There is a significant context to consider for a device that has a place on both the U.S. and European markets. The FDA’s 2017 guidance for when to file a new regulatory submission for a 510(k) device is perhaps the most important of these, as it applies to hardware-only devices and to the non-software components of devices that incorporate both hardware and software.

One of the more important points to bear in mind regarding the FDA guidance is that any change that could significantly affect the safety or effectiveness may require a new 510(k), which applies even if the change is intended to “significantly improve clinical outcomes.” The FDA’s 2017 software changes guidance is also relevant, given that MDCG 2020-3 makes a point of declaring that any change to an algorithm that affects the operating principle or the control of the device would constitute a significant change.

This drawn-out transition period for the MDR … may force companies to make some difficult decisions about inventory.

The same can be said for any change that might alter the diagnosis or the delivery of therapy, and thus any artificial intelligence (AI) or machine learning (ML) algorithms are especially susceptible to a problem with significant changes. It is also important to point out that a change of the computer operating system (OS) would not be a significant change unless the software in question has to be modified to account for the OS switch.

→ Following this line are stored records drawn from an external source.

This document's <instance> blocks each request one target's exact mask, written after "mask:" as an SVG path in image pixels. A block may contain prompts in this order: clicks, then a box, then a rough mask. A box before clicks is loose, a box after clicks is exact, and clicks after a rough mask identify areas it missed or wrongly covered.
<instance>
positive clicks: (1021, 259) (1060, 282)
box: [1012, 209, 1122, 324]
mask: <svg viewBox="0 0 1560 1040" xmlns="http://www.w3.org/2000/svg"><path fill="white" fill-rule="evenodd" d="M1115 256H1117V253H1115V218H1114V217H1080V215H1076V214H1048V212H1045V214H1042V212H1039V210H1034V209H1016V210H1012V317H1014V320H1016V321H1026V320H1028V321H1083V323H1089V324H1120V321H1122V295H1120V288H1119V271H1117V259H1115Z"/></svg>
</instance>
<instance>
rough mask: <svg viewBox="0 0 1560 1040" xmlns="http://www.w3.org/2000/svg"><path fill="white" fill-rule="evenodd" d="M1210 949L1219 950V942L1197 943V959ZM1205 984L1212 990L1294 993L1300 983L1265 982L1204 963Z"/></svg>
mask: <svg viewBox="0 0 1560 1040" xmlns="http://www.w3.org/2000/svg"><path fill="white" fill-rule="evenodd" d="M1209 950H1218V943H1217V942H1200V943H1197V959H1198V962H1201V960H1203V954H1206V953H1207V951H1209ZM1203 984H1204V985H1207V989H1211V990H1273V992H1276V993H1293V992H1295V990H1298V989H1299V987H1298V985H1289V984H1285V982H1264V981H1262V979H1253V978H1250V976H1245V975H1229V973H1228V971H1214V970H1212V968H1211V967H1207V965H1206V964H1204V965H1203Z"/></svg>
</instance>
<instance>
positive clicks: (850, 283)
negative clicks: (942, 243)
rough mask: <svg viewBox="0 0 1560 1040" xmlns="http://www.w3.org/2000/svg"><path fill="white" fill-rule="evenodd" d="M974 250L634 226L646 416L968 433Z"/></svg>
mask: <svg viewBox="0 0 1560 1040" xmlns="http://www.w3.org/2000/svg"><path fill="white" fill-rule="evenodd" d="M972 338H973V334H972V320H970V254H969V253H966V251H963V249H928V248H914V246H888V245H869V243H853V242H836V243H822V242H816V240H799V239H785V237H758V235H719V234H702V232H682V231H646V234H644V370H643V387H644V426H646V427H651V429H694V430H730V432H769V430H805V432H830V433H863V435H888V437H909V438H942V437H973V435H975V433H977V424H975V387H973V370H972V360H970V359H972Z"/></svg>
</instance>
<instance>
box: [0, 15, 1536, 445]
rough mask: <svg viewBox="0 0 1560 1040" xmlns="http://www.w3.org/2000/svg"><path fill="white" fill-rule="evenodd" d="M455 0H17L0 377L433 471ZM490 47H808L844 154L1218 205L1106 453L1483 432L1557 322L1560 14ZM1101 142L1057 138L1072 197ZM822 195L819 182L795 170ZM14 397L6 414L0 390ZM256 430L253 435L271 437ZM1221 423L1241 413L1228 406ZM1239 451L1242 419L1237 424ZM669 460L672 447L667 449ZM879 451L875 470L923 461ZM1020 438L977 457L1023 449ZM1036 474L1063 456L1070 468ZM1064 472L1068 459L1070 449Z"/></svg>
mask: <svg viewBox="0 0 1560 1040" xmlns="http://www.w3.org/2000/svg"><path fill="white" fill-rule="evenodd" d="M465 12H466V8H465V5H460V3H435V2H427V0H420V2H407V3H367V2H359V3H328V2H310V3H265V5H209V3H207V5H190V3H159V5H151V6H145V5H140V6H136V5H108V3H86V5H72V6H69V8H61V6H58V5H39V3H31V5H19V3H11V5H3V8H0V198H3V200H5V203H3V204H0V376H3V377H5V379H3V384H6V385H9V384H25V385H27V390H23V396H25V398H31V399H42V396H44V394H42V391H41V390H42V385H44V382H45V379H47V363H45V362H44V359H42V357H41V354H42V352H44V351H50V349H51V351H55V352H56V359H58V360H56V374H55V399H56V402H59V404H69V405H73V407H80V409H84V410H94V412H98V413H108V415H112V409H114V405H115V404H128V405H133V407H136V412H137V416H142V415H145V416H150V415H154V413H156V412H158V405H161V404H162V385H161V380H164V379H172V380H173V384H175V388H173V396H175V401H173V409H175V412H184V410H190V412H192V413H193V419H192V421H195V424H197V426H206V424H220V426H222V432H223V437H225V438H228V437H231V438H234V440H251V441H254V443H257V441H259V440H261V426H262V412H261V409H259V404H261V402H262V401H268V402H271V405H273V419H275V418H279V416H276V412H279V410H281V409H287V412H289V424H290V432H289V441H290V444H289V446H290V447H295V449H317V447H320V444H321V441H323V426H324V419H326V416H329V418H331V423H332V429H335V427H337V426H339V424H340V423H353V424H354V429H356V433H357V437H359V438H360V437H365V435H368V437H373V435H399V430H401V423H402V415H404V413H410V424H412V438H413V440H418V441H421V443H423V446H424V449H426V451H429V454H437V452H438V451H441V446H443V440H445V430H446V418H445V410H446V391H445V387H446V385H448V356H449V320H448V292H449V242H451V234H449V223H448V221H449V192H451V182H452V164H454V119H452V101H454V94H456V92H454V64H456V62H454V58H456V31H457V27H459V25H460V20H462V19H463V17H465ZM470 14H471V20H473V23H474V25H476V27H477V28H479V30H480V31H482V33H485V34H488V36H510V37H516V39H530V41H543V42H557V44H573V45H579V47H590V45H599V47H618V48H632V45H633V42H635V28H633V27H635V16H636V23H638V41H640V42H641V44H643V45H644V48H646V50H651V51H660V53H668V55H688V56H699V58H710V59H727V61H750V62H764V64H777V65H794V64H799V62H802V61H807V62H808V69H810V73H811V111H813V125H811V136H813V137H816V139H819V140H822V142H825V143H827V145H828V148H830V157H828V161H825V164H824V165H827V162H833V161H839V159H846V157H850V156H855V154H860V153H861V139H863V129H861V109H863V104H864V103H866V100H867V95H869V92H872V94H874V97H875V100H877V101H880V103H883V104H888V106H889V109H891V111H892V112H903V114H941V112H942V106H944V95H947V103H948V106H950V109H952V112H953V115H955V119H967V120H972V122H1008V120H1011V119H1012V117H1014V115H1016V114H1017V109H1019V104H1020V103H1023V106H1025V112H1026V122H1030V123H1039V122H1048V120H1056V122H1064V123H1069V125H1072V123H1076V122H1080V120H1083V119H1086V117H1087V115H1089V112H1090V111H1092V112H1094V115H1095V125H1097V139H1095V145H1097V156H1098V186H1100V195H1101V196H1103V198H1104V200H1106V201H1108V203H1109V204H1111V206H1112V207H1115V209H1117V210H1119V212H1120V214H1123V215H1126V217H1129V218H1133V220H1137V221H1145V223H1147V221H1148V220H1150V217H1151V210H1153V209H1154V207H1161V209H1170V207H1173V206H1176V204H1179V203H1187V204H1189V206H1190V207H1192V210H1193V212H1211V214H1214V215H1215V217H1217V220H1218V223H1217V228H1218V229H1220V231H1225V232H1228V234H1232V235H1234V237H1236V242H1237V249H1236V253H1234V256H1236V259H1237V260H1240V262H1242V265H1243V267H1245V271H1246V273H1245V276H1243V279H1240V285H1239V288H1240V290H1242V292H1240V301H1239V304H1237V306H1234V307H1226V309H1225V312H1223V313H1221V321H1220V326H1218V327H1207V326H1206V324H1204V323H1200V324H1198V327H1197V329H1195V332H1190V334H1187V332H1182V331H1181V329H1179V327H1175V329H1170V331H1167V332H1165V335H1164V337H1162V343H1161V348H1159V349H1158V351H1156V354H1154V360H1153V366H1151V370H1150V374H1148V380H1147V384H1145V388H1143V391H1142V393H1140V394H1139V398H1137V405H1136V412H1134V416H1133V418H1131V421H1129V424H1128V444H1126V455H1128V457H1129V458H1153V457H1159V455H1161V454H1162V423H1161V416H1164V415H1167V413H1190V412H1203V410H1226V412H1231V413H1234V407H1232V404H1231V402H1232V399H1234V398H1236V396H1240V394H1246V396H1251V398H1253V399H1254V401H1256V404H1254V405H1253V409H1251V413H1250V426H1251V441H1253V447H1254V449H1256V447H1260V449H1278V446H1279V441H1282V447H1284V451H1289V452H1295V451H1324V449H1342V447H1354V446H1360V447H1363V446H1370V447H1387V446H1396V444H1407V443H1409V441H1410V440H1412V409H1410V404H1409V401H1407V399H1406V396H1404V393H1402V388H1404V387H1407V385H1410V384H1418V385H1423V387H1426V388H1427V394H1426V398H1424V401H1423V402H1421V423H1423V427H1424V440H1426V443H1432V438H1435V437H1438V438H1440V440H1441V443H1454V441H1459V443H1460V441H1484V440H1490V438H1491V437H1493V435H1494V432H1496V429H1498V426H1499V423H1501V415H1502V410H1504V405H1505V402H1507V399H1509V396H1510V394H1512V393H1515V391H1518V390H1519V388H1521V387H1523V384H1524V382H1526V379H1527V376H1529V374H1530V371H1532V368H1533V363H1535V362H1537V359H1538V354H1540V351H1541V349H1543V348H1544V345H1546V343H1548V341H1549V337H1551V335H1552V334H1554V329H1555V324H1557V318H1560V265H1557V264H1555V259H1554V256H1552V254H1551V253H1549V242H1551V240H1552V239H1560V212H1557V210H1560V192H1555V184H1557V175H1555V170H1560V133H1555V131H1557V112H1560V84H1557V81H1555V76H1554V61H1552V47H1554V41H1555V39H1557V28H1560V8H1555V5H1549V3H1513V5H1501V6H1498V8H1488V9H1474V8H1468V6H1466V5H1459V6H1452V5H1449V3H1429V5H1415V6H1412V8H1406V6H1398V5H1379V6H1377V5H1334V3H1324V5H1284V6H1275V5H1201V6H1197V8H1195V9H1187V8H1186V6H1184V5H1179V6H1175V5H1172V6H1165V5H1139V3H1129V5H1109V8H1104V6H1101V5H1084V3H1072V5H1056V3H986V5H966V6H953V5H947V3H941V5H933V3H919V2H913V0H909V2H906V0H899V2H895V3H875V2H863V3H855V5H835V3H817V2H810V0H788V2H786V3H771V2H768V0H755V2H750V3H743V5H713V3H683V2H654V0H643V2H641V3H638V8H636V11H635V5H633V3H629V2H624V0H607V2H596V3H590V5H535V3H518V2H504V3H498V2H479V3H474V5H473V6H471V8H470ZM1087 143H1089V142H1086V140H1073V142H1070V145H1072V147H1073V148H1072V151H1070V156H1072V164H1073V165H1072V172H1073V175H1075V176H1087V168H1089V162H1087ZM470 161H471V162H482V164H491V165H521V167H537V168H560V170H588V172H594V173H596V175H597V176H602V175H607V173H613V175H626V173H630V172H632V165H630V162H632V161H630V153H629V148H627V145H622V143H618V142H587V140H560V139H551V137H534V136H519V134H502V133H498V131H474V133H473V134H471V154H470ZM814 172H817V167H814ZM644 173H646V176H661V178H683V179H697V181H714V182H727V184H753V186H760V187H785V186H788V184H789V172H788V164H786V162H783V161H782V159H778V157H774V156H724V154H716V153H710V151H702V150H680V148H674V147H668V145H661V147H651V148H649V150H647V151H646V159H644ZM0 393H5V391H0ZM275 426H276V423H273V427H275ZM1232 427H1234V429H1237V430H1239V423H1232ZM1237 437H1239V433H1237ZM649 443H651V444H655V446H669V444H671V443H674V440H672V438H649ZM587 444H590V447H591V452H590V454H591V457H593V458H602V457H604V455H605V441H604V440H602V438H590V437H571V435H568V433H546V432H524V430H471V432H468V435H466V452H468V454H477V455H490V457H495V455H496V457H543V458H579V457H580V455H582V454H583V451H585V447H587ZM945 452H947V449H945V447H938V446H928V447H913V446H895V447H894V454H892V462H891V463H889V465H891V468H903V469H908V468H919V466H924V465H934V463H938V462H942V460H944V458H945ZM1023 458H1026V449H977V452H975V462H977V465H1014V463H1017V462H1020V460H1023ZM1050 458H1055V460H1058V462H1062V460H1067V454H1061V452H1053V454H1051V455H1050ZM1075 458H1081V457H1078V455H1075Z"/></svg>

This drawn-out transition period for the MDR – and the In Vitro Diagnostic Regulation (IVDR) as well – may force companies to make some difficult decisions about inventory, particularly given that obtaining a new MDR certificate is going to be challenging. One example of this is whether it makes sense to alter a class II device for the U.S. market if you have to maintain two versions of the device to avoid being temporarily forced out of the EU market. The FDA will typically turn around your new 510(k) application within 90 days, but things are moving much more slowly in the EU. Whatever you decide, it’s best to know in advance what a modification will do to your access to the EU market before making those changes, not after.